Kedua, regulasi yang mengikat profesi perlu lebih dikuatkan agar hal serupa dapat
ditanggulangi dan dicegah. Hal ini melibatkan kerja sama antara pembuat kebijakan dan
organisasi profesi dalam memastikan adanya legitimasi hukum profesi terkait untuk menetapkan
standar dan menjamin kepastian hukum pengguna jasa profesi.
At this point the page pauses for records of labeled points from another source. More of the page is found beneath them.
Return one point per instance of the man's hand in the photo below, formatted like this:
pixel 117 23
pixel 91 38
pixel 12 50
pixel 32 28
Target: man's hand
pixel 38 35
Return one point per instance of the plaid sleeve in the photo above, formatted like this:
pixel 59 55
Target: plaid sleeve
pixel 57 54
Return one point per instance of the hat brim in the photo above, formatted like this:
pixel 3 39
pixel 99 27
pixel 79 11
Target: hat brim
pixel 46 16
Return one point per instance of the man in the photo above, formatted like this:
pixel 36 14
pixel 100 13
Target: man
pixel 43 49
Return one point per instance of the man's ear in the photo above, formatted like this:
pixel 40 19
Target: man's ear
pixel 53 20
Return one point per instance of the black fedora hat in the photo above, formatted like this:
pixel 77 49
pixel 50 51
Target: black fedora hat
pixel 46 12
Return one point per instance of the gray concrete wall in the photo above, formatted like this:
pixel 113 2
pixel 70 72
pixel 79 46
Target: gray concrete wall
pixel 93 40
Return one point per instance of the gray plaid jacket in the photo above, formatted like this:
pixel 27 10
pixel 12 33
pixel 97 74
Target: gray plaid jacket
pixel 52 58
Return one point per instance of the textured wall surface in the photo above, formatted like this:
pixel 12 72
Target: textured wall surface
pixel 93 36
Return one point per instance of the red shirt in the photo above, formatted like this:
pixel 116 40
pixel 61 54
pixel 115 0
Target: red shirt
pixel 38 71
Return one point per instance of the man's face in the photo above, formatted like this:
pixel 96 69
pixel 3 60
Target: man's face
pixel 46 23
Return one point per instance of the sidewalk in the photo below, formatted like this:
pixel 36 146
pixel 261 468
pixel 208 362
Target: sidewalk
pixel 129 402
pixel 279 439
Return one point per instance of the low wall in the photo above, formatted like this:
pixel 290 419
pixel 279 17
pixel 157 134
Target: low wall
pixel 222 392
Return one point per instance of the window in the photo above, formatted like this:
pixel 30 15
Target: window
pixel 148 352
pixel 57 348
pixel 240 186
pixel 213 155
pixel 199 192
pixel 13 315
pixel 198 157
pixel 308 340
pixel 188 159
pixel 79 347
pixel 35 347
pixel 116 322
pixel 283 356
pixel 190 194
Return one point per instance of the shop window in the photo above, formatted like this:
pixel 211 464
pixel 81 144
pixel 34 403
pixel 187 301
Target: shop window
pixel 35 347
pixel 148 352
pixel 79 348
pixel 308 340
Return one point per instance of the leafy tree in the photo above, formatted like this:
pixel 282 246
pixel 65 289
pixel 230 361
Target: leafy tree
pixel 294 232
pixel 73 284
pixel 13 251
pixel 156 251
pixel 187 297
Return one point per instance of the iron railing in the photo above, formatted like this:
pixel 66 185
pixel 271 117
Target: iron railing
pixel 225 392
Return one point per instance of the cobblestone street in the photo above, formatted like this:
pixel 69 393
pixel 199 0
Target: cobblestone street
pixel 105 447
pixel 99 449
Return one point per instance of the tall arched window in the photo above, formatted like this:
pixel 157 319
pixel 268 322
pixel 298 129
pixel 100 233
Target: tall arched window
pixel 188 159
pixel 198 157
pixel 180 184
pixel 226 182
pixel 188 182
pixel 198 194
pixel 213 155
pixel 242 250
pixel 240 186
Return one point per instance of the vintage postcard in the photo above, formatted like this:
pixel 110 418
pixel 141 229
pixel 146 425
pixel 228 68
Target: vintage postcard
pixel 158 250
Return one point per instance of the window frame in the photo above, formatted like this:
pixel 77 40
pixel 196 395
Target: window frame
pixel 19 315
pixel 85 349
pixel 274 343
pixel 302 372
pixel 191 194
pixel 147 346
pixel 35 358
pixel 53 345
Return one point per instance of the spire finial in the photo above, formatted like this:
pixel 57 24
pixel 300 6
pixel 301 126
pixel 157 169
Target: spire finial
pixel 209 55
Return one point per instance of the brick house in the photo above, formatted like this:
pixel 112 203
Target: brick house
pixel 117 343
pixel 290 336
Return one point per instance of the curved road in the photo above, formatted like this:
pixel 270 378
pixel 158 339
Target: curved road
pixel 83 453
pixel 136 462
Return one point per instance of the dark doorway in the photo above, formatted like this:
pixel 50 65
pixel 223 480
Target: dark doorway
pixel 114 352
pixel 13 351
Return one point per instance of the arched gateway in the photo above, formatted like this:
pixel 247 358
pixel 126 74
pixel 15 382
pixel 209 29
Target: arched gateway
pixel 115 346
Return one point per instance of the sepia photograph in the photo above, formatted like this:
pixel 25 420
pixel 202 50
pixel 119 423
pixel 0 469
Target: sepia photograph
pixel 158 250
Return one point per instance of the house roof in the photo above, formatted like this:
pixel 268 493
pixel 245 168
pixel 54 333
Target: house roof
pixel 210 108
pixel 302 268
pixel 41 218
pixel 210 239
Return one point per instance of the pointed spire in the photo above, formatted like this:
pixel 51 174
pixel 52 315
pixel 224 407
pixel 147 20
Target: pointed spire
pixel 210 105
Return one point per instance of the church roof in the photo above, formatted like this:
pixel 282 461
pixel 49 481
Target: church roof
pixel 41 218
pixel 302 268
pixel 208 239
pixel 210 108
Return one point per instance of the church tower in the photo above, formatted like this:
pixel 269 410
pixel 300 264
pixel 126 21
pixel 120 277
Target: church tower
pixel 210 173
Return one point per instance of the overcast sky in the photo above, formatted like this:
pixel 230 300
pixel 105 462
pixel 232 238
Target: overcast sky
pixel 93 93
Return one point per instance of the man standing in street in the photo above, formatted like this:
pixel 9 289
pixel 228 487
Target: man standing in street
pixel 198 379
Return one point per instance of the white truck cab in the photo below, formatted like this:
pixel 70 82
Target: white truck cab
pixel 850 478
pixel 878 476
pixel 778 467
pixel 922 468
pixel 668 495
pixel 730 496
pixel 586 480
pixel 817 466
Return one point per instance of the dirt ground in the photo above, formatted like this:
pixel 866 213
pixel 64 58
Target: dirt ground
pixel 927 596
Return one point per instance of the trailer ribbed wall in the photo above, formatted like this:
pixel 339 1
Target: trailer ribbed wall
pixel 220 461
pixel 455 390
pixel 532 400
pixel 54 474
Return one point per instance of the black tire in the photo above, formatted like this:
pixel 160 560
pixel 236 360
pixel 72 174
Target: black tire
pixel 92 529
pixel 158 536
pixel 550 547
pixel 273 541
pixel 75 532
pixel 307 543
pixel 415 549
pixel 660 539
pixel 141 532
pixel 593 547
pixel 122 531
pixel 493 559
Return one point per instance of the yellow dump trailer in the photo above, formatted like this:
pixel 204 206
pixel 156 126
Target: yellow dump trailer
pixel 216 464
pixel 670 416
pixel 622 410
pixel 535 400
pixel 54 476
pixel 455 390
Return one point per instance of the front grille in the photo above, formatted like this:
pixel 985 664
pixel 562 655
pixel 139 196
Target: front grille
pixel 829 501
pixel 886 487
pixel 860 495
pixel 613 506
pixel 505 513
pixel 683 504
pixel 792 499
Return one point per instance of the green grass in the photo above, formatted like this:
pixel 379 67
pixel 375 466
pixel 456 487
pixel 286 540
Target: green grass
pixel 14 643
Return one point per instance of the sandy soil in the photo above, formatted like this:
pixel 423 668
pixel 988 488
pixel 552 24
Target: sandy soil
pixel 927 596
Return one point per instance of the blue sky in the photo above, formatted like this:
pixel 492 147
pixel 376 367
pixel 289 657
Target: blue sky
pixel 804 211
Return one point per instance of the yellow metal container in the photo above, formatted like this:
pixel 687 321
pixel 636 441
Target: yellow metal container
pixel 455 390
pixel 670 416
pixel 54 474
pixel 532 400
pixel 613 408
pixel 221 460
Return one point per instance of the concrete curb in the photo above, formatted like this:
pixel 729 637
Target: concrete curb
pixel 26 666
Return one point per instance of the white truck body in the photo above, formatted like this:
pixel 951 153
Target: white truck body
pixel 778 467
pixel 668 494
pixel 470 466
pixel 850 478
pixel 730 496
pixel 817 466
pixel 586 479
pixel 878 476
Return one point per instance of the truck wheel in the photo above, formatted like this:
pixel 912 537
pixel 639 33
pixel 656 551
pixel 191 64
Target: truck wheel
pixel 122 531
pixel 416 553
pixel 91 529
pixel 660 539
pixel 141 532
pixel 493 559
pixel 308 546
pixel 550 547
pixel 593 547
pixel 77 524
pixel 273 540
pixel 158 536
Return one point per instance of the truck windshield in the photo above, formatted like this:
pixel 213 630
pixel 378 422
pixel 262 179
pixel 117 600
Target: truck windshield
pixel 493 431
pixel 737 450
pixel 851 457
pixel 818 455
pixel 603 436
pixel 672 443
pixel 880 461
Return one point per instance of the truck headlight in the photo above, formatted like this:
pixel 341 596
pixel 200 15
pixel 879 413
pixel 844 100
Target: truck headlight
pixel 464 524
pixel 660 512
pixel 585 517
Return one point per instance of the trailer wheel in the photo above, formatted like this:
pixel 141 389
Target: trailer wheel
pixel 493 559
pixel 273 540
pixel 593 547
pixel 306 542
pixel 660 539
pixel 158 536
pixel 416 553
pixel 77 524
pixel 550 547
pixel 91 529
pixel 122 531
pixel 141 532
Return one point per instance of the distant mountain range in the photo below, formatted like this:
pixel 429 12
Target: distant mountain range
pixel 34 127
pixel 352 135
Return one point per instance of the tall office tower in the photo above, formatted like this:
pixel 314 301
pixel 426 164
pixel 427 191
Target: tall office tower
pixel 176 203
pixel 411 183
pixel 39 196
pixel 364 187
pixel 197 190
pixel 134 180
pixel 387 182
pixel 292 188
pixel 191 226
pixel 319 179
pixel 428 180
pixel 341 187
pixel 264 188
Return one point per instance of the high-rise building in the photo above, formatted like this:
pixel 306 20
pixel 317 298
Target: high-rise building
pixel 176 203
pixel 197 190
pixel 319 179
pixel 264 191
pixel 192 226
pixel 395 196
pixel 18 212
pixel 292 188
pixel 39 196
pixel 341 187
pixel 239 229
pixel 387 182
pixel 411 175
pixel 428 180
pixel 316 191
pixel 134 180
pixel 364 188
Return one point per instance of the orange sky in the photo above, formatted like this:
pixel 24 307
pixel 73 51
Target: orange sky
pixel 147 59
Keberlangsungan Kasus DS hingga saat ini masih. Sejauh ini, HIMPSI menanggapi kasus
DS dengan mengeluarkan surat pernyataan bahwa DS tidak terdaftar sebagai anggota HIMPSI
yang otomatis berarti DS tidak memiliki Surat Sebutan Psikolog (SSP) dan Surat Izin Praktik
Psikologi (SIPP). Selain ini, Majelis Psikologi Pusat (MPP) berkoordinasi dengan Pengurus
HIMPSI wilayah setempat tengah berada di dalam proses penanganan. Hingga artikel ini dibuat,
tim telah berusaha menghubungi MPP namun belum berhasil melakukan wawancara.